The hands of the clock began to move. Not forward, but spinning rapidly, blurring until they settled into the correct time.
Tick. Tick. Tick.
The sound was no longer a lonely heartbeat. It was a drum. Outside the window, the black mist didn’t just retreat — it evaporated. The sunlight hitting the glass seemed to sharpen, turning from a pale dawn-grey to a rich vibrant gold. Down in the Vale, I heard the distant, unmistakable sound of a bell ringing. One, then two, then a chorus.
“The internal locks,” Soren whispered, his grip on me loosening as he stared out the window. “The estate, the village, everything is settling back into the current timeline.”
I leaned back against him, my legs feeling like jelly. The lavender light beneath my skin was flickering, exhausted, but I felt a strange sense of completion. I looked up at the clock face and gasped.
A small compartment beneath the number twelve had slid open. Inside sat a single, pristine envelope made of heavy parchment, sealed with a wax stamp of a clock tower.
“She left something,” I breathed.
Before I could reach for it, a shimmering projection began to form in the center of the room. It was faint at first, like a heat haze, but it solidified into the shape of a woman.
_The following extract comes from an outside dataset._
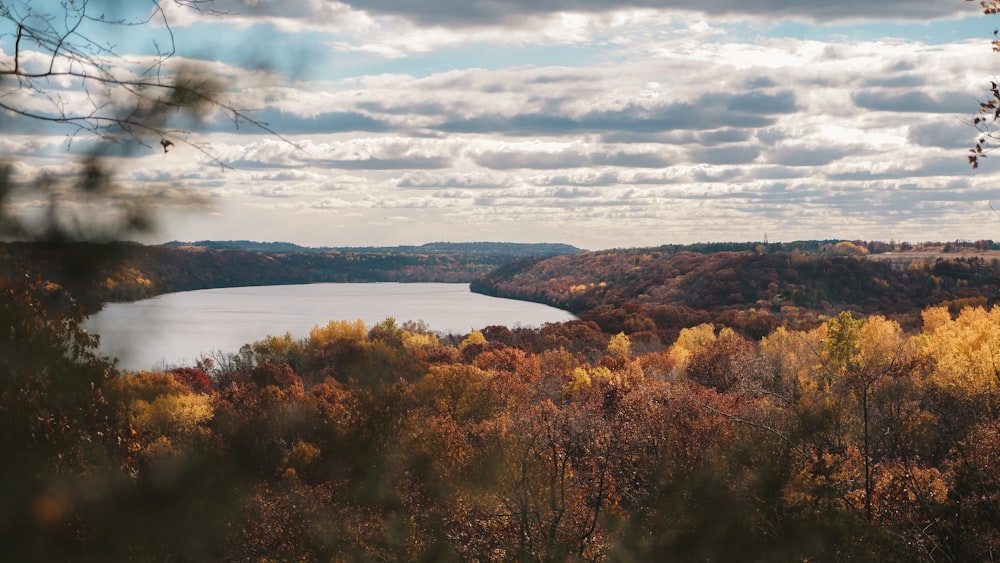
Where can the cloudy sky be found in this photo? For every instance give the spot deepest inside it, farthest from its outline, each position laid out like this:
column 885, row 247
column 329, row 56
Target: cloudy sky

This projection of Rosariel wore silver and gold robes, and she didn’t flicker and glitch the way the one yesterday had. Her eyes landed right on the space where I stood, and a small, sad smile touched her lips.
“If you’re hearing this,” her voice echoed, clear and resonant, “then the gears are turning again. My descendants have returned to the realm. But listen closely, my starlight. The Weavers now have a map, and you’re the North Star.”
“She always knew,” I whispered, reaching out to touch the shimmering image of the woman who had started it all. “She knew she’d leave the realm, and she knew one day, her descendants would return.”